VLM-R1
Solve Visual Understanding with Reinforced VLMs
Research framework that trains vision-language AI models using reinforcement learning instead of supervised fine-tuning, achieving better out-of-domain generalization on visual object detection and understanding tasks.
VLM-R1 is a research project that applies reinforcement learning training techniques to vision-language models. Vision-language models are AI systems that can analyze images and respond to natural language instructions about them. The "R1" name refers to a training style inspired by DeepSeek-R1, a language model that showed strong improvements from reinforcement learning over standard supervised training.
The central finding of this project is that reinforcement learning produces better generalization than supervised fine-tuning (SFT). When models are tested on data outside their training set, SFT models begin to perform worse as training continues, while the RL-trained models keep improving. This difference in out-of-domain performance is the core motivation for the work.
The project applies this training approach to two visual tasks. The first is Referring Expression Comprehension, where the model locates a specific object in an image based on a natural language description. The second is Open-Vocabulary Detection, where the model detects objects from categories not seen during training. The VLM-R1 math reasoning model also reached first place on a public multimodal math leaderboard for models under 4 billion parameters.
Training uses the GRPO algorithm (Group Relative Policy Optimization). The codebase supports full fine-tuning, LoRA fine-tuning (a lighter-weight training approach), multi-node training across multiple machines, and inputs containing multiple images. It works with Qwen2.5-VL and InternVL base models, with documentation for adding new architectures.
Pre-trained model checkpoints and datasets are available on HuggingFace, along with interactive demos. A technical report is published on arXiv.

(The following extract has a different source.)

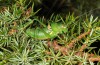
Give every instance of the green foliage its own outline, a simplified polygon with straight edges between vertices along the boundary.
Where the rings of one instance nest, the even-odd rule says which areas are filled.
[[[83,65],[94,64],[87,60],[87,54],[81,57],[75,53],[81,44],[87,44],[89,47],[96,40],[100,40],[100,20],[98,18],[93,18],[91,15],[90,18],[86,17],[81,20],[80,17],[69,14],[65,19],[59,15],[52,15],[49,20],[40,19],[35,15],[39,10],[34,12],[34,4],[28,10],[25,1],[18,0],[11,7],[0,12],[0,65],[75,65],[78,62]],[[26,34],[27,29],[35,29],[38,25],[47,27],[46,24],[51,22],[66,25],[67,32],[57,35],[55,39],[64,47],[66,47],[66,42],[70,43],[81,33],[91,32],[76,42],[78,47],[71,49],[68,55],[63,55],[61,51],[48,47],[47,40],[36,40]],[[50,39],[53,43],[54,39]],[[46,53],[48,51],[50,54]]]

The project also includes inference support for Huawei Ascend hardware.
Where it fits
- Fine-tune a vision-language model to locate objects in images from text descriptions using GRPO reinforcement learning.
- Reproduce DeepSeek-R1-style RL training on a multimodal model using Qwen2.5-VL or InternVL as the base.
- Train a model to detect objects from categories never seen during training using the open-vocabulary detection setup.
- Run multi-node distributed training of a vision-language model across multiple machines using the provided configuration.